Full question: "Why does a function leaf need to include the function selector versus just the vkHash and isPrivate?"

Answer

Imagine you’re writing contract A and it imports a contract B which adheres to an ERC20 interface (for example). You don’t care about the body of the contract you import; in fact you might want any contract with that interface to be callable from contract A and each such contract might have a slightly different implementation, so the VKHash of all those potential contracts would be different. So you just care about the correctness of the function signature being imported. The function signature is enough info for Noir++ to generate constraints which represent a ‘call’ to any implementation of contract B.

We include the function signature in the contract tree, so that the kernel circuit can make sure a function with this signature was used under these circumstances.

Uniswap is an example of contract A. It allows any two erc20 contracts to swap, without caring about their implementation bodies.

We use the first 4 bytes of the hash of the function signature, just to copy ethereum, really. Although the hash will be something snark-friendly instead of keccak. I suppose the 4 byte truncation (vs the full 32bytes of the hash) reduces communication bandwidth when interacting with L1? Maybe it’s unnecessary. We don’t go to fewer than 4 bytes because then we’d be highly likely to have collisions between different functions of the same contract (it’s actually a general case of the birthday problem).

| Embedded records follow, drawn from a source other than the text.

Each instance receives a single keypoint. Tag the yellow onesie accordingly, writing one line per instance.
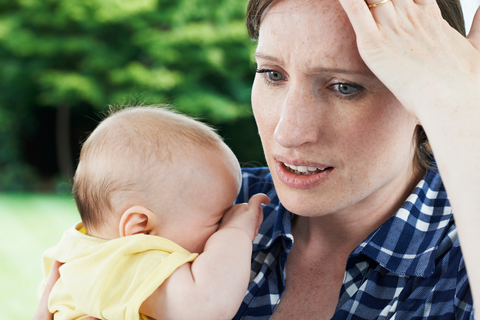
(109, 279)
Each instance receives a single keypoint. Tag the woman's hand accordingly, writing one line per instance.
(415, 53)
(435, 73)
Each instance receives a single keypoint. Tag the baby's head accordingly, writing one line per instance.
(151, 170)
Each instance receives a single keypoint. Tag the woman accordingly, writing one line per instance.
(341, 95)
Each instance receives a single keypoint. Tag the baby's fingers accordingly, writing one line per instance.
(258, 199)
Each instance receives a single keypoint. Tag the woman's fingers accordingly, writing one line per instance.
(360, 16)
(42, 312)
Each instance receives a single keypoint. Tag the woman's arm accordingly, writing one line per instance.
(213, 286)
(435, 73)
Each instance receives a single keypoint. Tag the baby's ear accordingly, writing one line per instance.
(135, 220)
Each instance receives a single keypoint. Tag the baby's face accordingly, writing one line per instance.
(204, 185)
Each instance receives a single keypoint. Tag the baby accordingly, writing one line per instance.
(160, 236)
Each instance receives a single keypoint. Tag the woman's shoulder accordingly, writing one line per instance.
(255, 180)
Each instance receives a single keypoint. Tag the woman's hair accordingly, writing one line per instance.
(129, 153)
(451, 12)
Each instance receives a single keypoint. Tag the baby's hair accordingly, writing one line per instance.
(124, 157)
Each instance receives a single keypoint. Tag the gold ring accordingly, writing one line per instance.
(376, 4)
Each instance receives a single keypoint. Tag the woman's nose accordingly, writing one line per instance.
(299, 122)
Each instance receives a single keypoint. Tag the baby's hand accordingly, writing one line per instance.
(246, 216)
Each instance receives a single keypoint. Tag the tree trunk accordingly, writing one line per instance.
(64, 157)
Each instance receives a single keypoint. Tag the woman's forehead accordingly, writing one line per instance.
(309, 32)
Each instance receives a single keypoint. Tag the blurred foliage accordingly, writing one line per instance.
(194, 54)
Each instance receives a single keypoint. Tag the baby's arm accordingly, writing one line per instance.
(213, 286)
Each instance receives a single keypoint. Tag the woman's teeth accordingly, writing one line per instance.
(303, 170)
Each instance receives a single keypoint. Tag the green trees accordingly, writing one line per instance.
(67, 54)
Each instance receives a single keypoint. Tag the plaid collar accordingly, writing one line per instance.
(406, 244)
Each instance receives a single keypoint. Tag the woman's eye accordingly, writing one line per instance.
(273, 76)
(347, 89)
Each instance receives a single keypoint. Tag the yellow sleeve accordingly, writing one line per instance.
(113, 282)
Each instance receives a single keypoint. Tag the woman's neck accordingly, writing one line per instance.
(343, 231)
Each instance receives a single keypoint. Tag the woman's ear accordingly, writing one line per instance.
(135, 220)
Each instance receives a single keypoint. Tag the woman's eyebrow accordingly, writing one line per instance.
(367, 72)
(263, 56)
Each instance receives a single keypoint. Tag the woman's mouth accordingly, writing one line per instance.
(302, 176)
(303, 170)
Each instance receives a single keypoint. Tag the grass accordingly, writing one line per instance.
(30, 224)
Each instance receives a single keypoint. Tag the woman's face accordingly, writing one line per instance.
(320, 110)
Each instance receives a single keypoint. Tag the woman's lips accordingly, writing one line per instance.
(301, 177)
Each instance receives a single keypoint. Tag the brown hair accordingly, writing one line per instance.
(451, 11)
(124, 156)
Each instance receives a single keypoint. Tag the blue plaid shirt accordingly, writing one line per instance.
(409, 268)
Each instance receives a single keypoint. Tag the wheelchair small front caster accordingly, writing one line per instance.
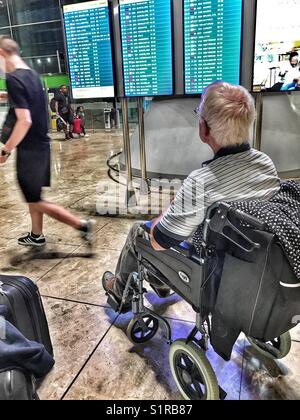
(275, 349)
(142, 329)
(192, 372)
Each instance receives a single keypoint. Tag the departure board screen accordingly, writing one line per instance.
(146, 27)
(88, 39)
(212, 42)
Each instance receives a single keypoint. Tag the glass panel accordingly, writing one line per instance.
(3, 14)
(30, 11)
(43, 39)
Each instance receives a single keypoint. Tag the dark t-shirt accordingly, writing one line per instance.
(64, 103)
(25, 91)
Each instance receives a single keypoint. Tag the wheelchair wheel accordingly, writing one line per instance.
(275, 349)
(142, 330)
(192, 372)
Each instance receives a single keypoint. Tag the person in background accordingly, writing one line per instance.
(28, 115)
(63, 108)
(80, 112)
(290, 71)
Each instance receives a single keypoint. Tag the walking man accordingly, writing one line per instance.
(28, 118)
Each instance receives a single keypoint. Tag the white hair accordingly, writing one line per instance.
(229, 112)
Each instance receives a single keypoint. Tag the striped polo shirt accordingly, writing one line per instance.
(235, 174)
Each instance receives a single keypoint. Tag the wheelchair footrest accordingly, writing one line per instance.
(113, 303)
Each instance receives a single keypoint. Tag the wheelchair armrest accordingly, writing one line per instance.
(221, 224)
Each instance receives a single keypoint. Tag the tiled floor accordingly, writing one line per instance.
(94, 358)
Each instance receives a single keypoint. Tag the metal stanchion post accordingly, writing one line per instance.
(144, 188)
(259, 120)
(130, 194)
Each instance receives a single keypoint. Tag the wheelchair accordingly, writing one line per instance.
(186, 274)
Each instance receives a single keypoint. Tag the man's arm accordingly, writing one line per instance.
(183, 217)
(23, 124)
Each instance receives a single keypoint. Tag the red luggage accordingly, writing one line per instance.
(77, 126)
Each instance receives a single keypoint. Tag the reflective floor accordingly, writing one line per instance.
(94, 358)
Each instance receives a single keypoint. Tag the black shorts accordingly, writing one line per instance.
(68, 118)
(33, 172)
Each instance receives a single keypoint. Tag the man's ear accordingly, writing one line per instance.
(204, 131)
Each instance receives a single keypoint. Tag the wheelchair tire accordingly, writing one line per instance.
(140, 332)
(192, 372)
(282, 345)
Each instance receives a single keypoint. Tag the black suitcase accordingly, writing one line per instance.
(16, 386)
(25, 309)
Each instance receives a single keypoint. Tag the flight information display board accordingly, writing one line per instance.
(88, 39)
(212, 42)
(146, 29)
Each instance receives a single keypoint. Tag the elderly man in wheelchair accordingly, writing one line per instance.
(210, 250)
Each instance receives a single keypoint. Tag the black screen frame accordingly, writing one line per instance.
(173, 60)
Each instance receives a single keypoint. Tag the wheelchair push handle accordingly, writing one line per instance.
(244, 217)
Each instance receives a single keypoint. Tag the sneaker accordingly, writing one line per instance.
(88, 235)
(29, 240)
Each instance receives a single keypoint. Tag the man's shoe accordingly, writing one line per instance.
(29, 240)
(88, 233)
(108, 281)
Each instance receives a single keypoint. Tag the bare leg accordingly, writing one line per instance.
(58, 213)
(36, 219)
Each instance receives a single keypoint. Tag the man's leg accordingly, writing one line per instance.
(128, 264)
(128, 260)
(37, 210)
(36, 220)
(58, 213)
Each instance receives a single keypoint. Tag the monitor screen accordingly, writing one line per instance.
(277, 46)
(88, 39)
(212, 42)
(146, 29)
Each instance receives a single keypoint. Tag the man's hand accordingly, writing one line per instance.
(154, 244)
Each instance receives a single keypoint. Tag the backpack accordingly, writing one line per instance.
(53, 105)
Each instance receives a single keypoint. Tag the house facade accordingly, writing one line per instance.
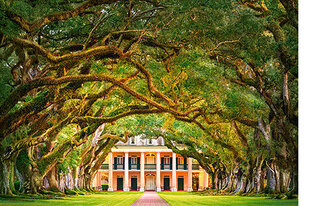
(146, 164)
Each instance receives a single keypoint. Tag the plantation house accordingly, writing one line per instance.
(146, 164)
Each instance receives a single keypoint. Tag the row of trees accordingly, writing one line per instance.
(217, 78)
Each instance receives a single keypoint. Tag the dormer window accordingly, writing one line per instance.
(150, 141)
(132, 140)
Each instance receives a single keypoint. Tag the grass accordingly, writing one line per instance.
(103, 198)
(186, 198)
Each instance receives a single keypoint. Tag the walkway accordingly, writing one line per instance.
(150, 199)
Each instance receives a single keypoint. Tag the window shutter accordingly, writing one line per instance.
(115, 162)
(138, 162)
(162, 163)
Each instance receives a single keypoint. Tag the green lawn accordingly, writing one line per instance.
(106, 199)
(186, 198)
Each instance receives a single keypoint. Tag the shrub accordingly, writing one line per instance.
(105, 187)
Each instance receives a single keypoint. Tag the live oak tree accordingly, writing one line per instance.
(227, 68)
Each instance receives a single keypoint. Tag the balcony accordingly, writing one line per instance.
(119, 166)
(134, 166)
(166, 166)
(195, 166)
(150, 166)
(182, 167)
(104, 166)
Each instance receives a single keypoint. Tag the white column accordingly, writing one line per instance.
(206, 180)
(190, 177)
(110, 189)
(158, 189)
(126, 172)
(142, 172)
(174, 173)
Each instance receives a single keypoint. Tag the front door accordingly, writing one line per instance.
(119, 183)
(150, 182)
(166, 183)
(180, 183)
(134, 183)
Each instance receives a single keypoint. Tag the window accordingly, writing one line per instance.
(134, 159)
(120, 159)
(166, 160)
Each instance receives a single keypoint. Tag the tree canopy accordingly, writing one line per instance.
(218, 78)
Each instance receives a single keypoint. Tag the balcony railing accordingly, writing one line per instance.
(119, 166)
(150, 166)
(166, 166)
(104, 166)
(134, 166)
(182, 167)
(195, 166)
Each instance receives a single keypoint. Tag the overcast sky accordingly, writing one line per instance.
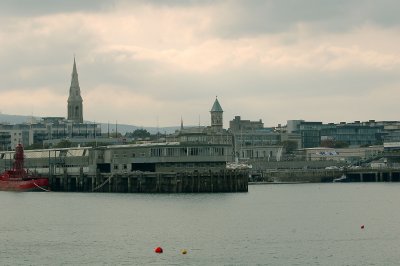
(149, 63)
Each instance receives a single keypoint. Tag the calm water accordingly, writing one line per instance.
(301, 224)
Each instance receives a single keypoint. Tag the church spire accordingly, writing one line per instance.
(217, 116)
(75, 106)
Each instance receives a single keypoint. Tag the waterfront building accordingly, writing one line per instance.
(253, 141)
(75, 105)
(346, 155)
(354, 134)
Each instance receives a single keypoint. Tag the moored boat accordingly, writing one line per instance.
(18, 178)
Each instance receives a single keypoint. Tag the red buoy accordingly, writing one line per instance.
(158, 250)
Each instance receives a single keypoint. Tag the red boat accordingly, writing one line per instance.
(18, 179)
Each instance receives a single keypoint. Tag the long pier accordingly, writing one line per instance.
(151, 182)
(327, 175)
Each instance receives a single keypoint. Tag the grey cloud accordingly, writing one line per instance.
(43, 7)
(245, 18)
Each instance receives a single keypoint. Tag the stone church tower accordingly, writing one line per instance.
(216, 116)
(75, 107)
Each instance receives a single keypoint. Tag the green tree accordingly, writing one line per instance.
(63, 144)
(138, 133)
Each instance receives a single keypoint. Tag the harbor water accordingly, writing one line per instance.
(286, 224)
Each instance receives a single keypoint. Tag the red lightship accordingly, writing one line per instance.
(18, 179)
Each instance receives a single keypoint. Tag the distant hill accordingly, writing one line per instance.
(121, 128)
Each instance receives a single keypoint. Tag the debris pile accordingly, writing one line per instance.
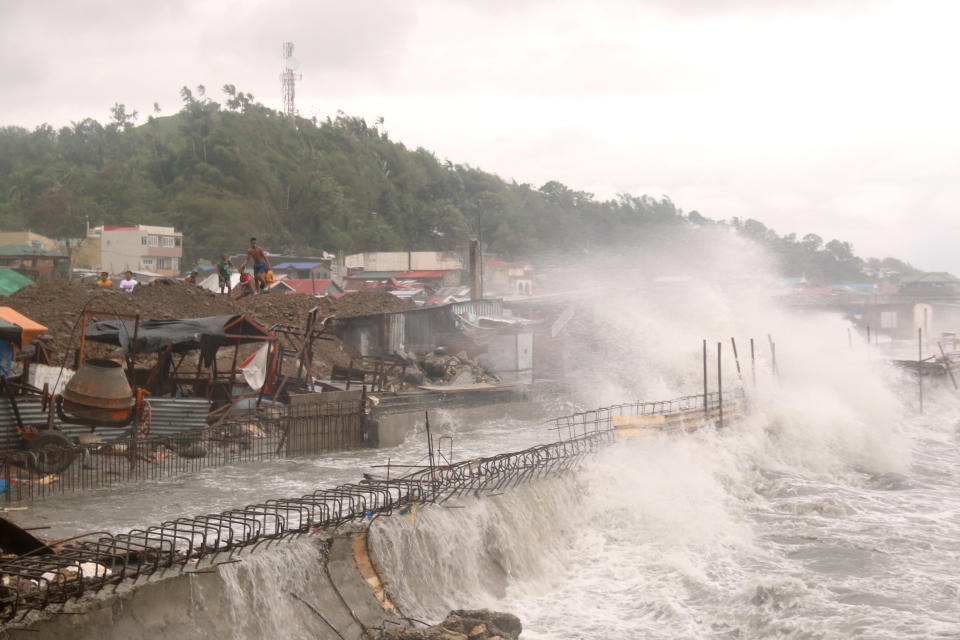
(440, 368)
(481, 624)
(59, 307)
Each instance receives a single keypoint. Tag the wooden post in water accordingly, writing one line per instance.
(920, 366)
(720, 383)
(946, 363)
(736, 358)
(429, 441)
(706, 414)
(773, 355)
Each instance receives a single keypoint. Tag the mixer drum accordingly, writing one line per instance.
(99, 391)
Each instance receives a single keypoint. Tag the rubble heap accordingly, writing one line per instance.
(481, 624)
(440, 368)
(59, 306)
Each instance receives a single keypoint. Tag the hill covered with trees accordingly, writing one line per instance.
(222, 172)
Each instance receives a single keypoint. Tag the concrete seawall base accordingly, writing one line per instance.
(311, 588)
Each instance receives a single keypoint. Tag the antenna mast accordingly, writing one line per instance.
(288, 78)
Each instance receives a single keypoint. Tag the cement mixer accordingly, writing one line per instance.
(98, 395)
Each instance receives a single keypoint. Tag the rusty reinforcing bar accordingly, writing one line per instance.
(86, 564)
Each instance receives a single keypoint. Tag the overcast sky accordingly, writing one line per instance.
(837, 117)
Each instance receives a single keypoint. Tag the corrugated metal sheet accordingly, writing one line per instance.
(396, 333)
(169, 416)
(12, 281)
(479, 307)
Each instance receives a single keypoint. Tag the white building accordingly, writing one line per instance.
(139, 248)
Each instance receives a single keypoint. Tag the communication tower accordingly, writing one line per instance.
(288, 78)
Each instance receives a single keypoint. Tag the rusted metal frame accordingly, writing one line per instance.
(163, 535)
(246, 521)
(304, 510)
(225, 539)
(264, 514)
(190, 531)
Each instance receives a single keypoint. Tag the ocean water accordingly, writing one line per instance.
(832, 510)
(802, 524)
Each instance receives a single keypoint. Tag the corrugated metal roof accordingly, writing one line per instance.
(298, 265)
(12, 281)
(373, 275)
(27, 250)
(169, 416)
(426, 273)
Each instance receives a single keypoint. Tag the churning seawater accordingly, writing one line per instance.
(776, 527)
(818, 516)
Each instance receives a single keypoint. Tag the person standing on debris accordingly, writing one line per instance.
(128, 282)
(260, 263)
(223, 273)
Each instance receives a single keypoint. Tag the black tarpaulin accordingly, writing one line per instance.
(207, 334)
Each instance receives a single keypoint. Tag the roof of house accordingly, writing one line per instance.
(373, 275)
(931, 277)
(424, 274)
(12, 281)
(303, 285)
(27, 250)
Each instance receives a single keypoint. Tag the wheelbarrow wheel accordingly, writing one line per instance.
(52, 452)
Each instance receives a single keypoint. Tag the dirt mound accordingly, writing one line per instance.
(282, 308)
(59, 305)
(362, 303)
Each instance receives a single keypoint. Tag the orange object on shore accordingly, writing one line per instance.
(18, 328)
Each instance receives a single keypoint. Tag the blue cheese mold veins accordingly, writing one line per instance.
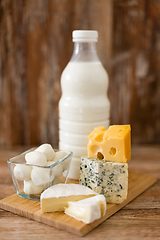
(107, 178)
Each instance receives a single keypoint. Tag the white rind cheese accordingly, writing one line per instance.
(107, 178)
(87, 210)
(56, 197)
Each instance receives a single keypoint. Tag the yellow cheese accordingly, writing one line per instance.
(113, 144)
(87, 210)
(56, 197)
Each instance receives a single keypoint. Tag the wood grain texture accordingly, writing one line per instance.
(35, 46)
(136, 72)
(137, 220)
(138, 183)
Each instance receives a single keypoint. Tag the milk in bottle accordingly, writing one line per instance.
(84, 104)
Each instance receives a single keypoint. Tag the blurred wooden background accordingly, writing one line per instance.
(36, 45)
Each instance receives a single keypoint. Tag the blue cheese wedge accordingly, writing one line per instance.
(107, 178)
(87, 210)
(56, 197)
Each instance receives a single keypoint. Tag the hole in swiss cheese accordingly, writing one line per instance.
(100, 156)
(112, 151)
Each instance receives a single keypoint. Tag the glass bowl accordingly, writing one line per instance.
(31, 180)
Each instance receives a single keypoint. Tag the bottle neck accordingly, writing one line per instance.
(84, 52)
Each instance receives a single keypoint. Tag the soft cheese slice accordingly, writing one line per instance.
(87, 210)
(112, 144)
(56, 197)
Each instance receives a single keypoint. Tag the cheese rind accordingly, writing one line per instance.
(113, 144)
(87, 210)
(107, 178)
(56, 197)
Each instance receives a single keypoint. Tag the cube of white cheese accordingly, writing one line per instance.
(107, 178)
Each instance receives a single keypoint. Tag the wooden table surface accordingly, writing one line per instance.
(140, 219)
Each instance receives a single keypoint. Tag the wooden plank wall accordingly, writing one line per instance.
(36, 44)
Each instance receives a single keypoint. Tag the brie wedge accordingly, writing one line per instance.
(56, 197)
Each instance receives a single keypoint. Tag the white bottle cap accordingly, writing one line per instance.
(84, 36)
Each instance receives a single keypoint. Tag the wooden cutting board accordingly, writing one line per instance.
(138, 183)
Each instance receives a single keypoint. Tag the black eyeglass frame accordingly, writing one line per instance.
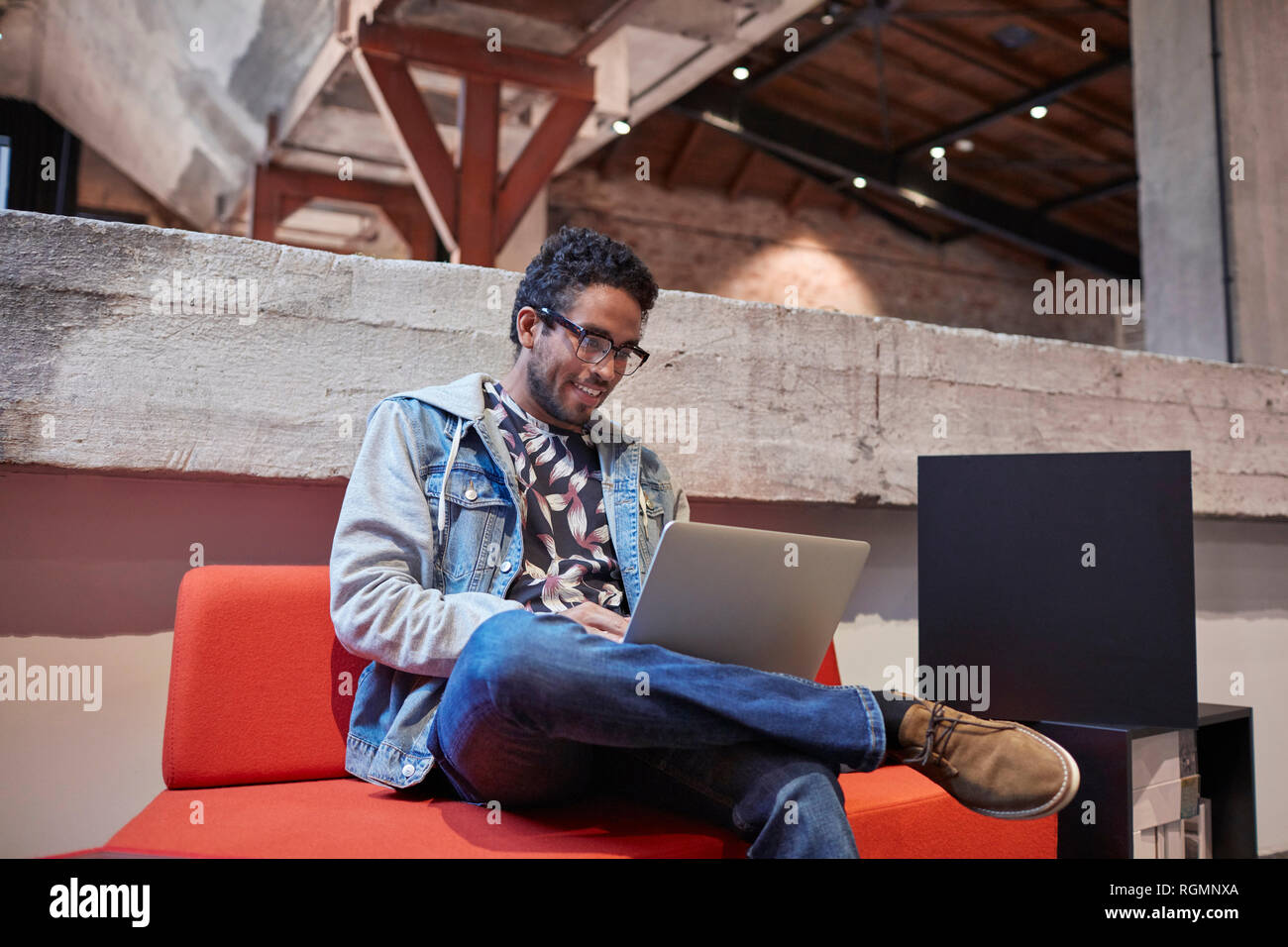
(581, 337)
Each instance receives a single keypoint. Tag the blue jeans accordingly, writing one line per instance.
(540, 711)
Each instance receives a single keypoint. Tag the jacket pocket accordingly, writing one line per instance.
(475, 525)
(652, 518)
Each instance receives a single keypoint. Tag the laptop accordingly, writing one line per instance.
(756, 598)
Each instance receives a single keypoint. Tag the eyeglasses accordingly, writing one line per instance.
(592, 347)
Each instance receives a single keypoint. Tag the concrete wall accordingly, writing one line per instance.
(1189, 189)
(754, 249)
(1253, 37)
(784, 405)
(90, 566)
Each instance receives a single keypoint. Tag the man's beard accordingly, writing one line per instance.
(548, 397)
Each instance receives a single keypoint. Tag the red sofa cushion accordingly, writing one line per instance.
(256, 731)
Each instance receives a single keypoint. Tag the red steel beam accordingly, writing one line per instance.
(415, 132)
(468, 55)
(480, 145)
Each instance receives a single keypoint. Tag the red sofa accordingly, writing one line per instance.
(256, 732)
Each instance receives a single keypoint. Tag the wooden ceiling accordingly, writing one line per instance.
(880, 84)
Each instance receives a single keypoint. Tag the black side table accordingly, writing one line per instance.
(1104, 758)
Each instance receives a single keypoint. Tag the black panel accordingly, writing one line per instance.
(1001, 582)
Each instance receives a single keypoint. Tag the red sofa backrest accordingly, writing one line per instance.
(256, 680)
(257, 677)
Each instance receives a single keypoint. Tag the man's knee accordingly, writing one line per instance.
(506, 646)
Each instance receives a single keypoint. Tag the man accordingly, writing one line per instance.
(490, 547)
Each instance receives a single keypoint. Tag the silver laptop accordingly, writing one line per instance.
(756, 598)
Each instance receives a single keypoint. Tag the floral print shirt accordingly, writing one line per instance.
(568, 554)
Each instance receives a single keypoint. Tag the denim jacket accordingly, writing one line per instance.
(429, 541)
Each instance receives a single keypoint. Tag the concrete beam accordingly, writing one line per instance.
(786, 405)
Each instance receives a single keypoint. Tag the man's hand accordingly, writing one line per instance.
(599, 620)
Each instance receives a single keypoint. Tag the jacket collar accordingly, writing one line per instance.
(464, 398)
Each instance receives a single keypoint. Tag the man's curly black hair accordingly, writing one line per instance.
(575, 260)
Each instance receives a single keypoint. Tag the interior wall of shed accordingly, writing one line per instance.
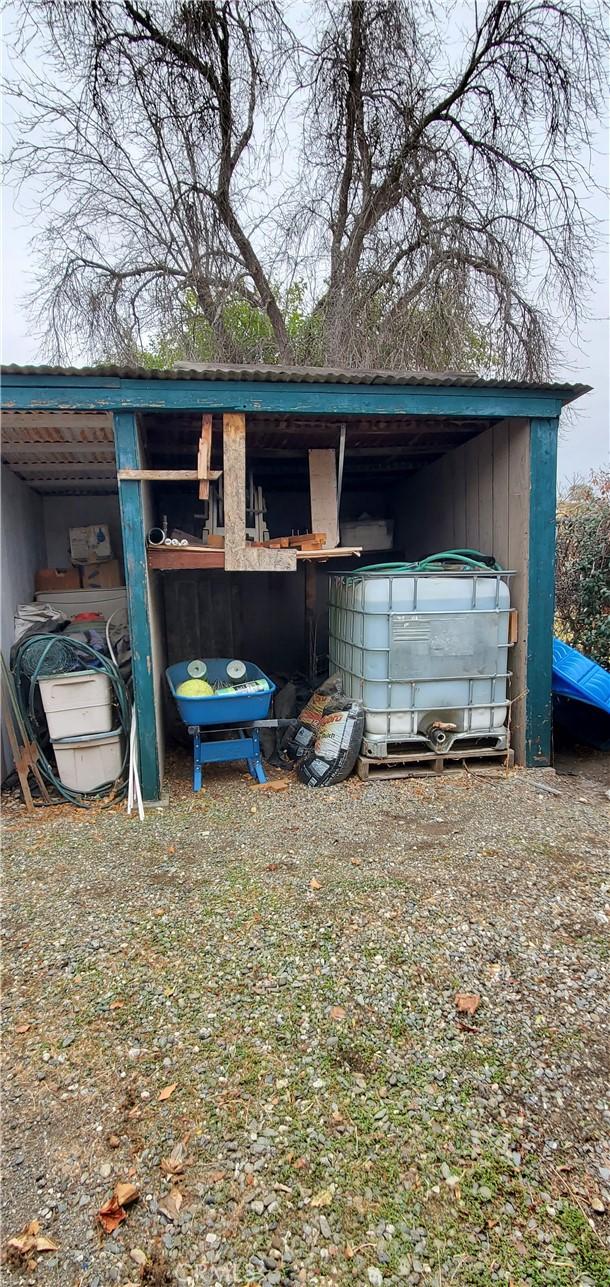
(478, 497)
(23, 551)
(475, 494)
(61, 512)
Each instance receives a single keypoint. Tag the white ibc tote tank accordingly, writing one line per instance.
(425, 649)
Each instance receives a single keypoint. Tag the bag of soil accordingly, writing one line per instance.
(303, 736)
(332, 757)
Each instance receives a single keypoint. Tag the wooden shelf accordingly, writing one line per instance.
(173, 557)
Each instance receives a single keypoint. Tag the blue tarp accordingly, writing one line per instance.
(581, 696)
(577, 676)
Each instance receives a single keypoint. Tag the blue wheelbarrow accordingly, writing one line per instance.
(224, 726)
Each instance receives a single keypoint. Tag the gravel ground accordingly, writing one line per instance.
(288, 963)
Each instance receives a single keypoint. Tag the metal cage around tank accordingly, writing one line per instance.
(427, 655)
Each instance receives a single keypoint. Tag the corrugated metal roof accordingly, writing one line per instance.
(61, 452)
(306, 375)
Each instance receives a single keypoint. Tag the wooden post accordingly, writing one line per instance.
(129, 456)
(203, 456)
(237, 555)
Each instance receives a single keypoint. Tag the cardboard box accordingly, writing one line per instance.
(104, 575)
(90, 545)
(57, 578)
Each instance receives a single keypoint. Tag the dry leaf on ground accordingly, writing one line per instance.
(322, 1198)
(174, 1164)
(171, 1203)
(167, 1090)
(30, 1240)
(111, 1215)
(112, 1212)
(126, 1193)
(467, 1003)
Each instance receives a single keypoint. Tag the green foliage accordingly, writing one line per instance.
(583, 568)
(247, 328)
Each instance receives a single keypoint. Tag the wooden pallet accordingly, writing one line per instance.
(429, 763)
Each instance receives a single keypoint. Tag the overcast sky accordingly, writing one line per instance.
(584, 440)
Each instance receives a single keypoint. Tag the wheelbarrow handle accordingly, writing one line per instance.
(272, 723)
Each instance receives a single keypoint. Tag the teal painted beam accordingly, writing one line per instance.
(59, 393)
(128, 452)
(541, 590)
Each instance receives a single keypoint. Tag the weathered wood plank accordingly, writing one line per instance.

Leaning into the Uniswap example

Contract A can import some interface like ERC20, and enable calls to the "ERC20.transfer" function of any other contract (B or C...) that implements that interface. B and C might have different implementations of ERC20.transfer, so their VKHashes will be different. All that matters to A is that the function being called has the proper signature. This function signature (transfer(address,uint256)) is enough information for Noir++ to generate constraints which represent a 'call' to any implementation of ERC20.transfer.

Uniswap is an example of contract A. For swap, it allows calls to any ERC20 contract's transfer function. The function's signature just needs to match "transfer(address,uint256)".